President Obama's Coalition Faces Strains

President Obama is losing supporters, but not to Mitt Romney.

Sept. 6, 2012 — -- The political press characterized it as a stinging censure by the young commander-in-chief. President Obama, barely two months removed from his inauguration, had gathered a roomful of bailed-out Wall Street executives in the White House and delivered a stark message: Change the way you do business or I'll feed you to the wolves.

"My administration," the president warned his visitors, "is the only thing standing between you and the pitchforks."

Colin Kalmbacher, 26, an international and constitutional law student who served as an Obama precinct captain in Texas's 146th District during the 2008 campaign, spending the year "canvassing, phone banking, pamphleteering, and posting flyers," judged the exchange much differently.

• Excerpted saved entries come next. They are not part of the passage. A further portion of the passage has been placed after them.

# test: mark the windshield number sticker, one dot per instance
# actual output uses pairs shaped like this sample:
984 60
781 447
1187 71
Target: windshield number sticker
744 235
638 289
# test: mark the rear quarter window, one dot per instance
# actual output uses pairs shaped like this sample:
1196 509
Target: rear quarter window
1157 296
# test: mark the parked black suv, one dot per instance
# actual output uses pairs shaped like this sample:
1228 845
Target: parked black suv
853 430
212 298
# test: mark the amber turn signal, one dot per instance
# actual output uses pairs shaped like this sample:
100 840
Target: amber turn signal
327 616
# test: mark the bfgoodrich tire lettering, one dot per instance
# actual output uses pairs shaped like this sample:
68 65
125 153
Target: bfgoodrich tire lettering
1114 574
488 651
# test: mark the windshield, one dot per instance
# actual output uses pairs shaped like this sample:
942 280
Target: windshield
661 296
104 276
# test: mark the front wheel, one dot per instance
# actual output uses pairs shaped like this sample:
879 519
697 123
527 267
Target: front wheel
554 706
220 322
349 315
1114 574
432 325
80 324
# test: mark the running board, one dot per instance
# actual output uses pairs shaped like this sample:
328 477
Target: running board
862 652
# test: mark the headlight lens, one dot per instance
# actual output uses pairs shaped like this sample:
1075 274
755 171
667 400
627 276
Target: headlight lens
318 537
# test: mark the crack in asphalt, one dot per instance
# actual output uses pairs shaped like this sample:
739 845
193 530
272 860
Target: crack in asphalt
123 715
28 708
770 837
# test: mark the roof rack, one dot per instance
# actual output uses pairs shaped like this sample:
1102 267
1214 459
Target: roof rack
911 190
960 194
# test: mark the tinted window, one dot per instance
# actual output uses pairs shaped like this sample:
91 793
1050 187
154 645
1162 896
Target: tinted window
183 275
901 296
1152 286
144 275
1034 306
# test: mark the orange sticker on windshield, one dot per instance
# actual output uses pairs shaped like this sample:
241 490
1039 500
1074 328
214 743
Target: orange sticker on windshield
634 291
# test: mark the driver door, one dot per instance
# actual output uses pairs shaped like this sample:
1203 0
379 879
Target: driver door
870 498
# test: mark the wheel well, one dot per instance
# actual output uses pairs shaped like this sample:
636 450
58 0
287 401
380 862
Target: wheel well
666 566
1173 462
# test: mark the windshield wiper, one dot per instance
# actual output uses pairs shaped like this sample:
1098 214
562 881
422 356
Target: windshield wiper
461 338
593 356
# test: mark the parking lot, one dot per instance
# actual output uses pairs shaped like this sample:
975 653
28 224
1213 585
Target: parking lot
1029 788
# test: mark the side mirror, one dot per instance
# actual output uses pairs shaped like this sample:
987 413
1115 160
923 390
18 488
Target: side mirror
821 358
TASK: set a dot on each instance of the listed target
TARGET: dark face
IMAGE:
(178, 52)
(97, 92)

Reading the comments some months later, he recalled a feeling that "the illusion of distance between state and corporate power" had been broken, and with it, finally, his psychic bond with the president.

This is the break in the Obama coalition that even openly left-leaning media outlets tend to ignore. While the president still enjoys a 24-point lead over Mitt Romney in polling among 18-29 year olds, there is a question in 2012 about the relative advantage that will yield. Young progressives with a lefty bent, their worldviews shaped by recession, war and crippling student debt are increasingly looking outside conventional politics -- notably, to the Occupy movement, Ron Paul or the Tea Party -- for new means of pursuing social and economic change.

"Obama was a very romantic choice in 2008. I don't think anyone would deny that," Kalmbacher said. "[He] provided great mythmaking about the American system, which is fine as long as there's some bit of reality corresponding to the myth. But there isn't."

These misgivings are not solely rooted in a generational economic dislocation and the resulting inequities. President Obama may take credit for ending the war in Iraq, but his Afghan surge and reliance on a secretive campaign of extrajudicial drone strikes on the Pakistan border has ratcheted up the domestic angst.

On Tuesday night in Charlotte, N.C., Gawker live blogger John Cook submitted a brief but dark and telling dispatch: "Nate Davis, the director of veterans affairs for Xavier University, just gave an exceedingly brief speech about Obama's commitment to veterans, which is important because his policies have generated a LOT of veterans!"

There is a sense among the young defectors that Obama, as an early opponent of the Iraq War and Nobel Peace Prize winner, has unfairly escaped the scrutiny and criticism that would be leveled at an elected official with a more traditional political provenance.

"Because of his reputation as a liberal Democrat in the Ted Kennedy mold, he gets away with the stuff that had Bush burned in effigy," Kalmbacher said. "Richard Nixon goes to China, Barack Obama drone-murders wedding parties."

Seventeen hundred miles from Kalmbacher's home in North Texas, just hours before the Democratic National Convention was scheduled to be officially "gaveled in" Tuesday at Charlotte, N.C.'s Time Warner Cable Arena, Max Berger was racing the raindrops to his New York City apartment.

More than four years removed from his seat -- "just behind [current DNC chair] Tim Kaine" -- inside Denver's Invesco Field stadium at the last DNC, Berger has traded in his "more-traditional political background" for work as a less-traditional leftist organizer. One of the more media-friendly faces around Zuccotti Park during the brief delirium surrounding Occupy Wall Street last fall, Berger has turned his attention now to more-focused "direct actions."

"I was there for the speech in 2008," Berger said, recalling then-candidate Obama's address to an electrified audience of at least 84,000 supporters. "I worked for Howard Dean [who was the DNC chair at the time] and with the Progressive Change Campaign Committee, which is part of Bold Progressives," a partisan group that drives support for Democratic candidates at all levels.

But Berger's view of the party and the president has changed.

"The Democratic party is, at best, a tool of change," he said. "It's a forum for battle; it's not someone or something on our side."

Like Kalmbacher, Berger lost his patience during the post-bailout fight for bank reform.

He called President Obama's decision to hire old hands like Larry Summers and Tim Geithner instructive: The American economic infrastructure was collapsing, but the president chose the same people who had authored or implemented apparently disastrous anti-regulatory policies to "fix" it.

"The challenge is that a relatively small amount of people decide what happens," Berger said, "and then they are totally insulated from the results. ... The investor class, not workers with IRAs or people with 401(k)s, but private equity groups and hedge fund managers, have been doing great."

So what now? Berger believes that the "bad faith" of Democratic and Republican negotiators has made it impossible to pursue meaningful change through even grassroots party politics.

"We need to take the fight to the people -- we need strikes, we need to disrupt the economy of the '1 percent,'" he said.

"At some point, you need to stop banging your head against the wall ... and just tear down the wall."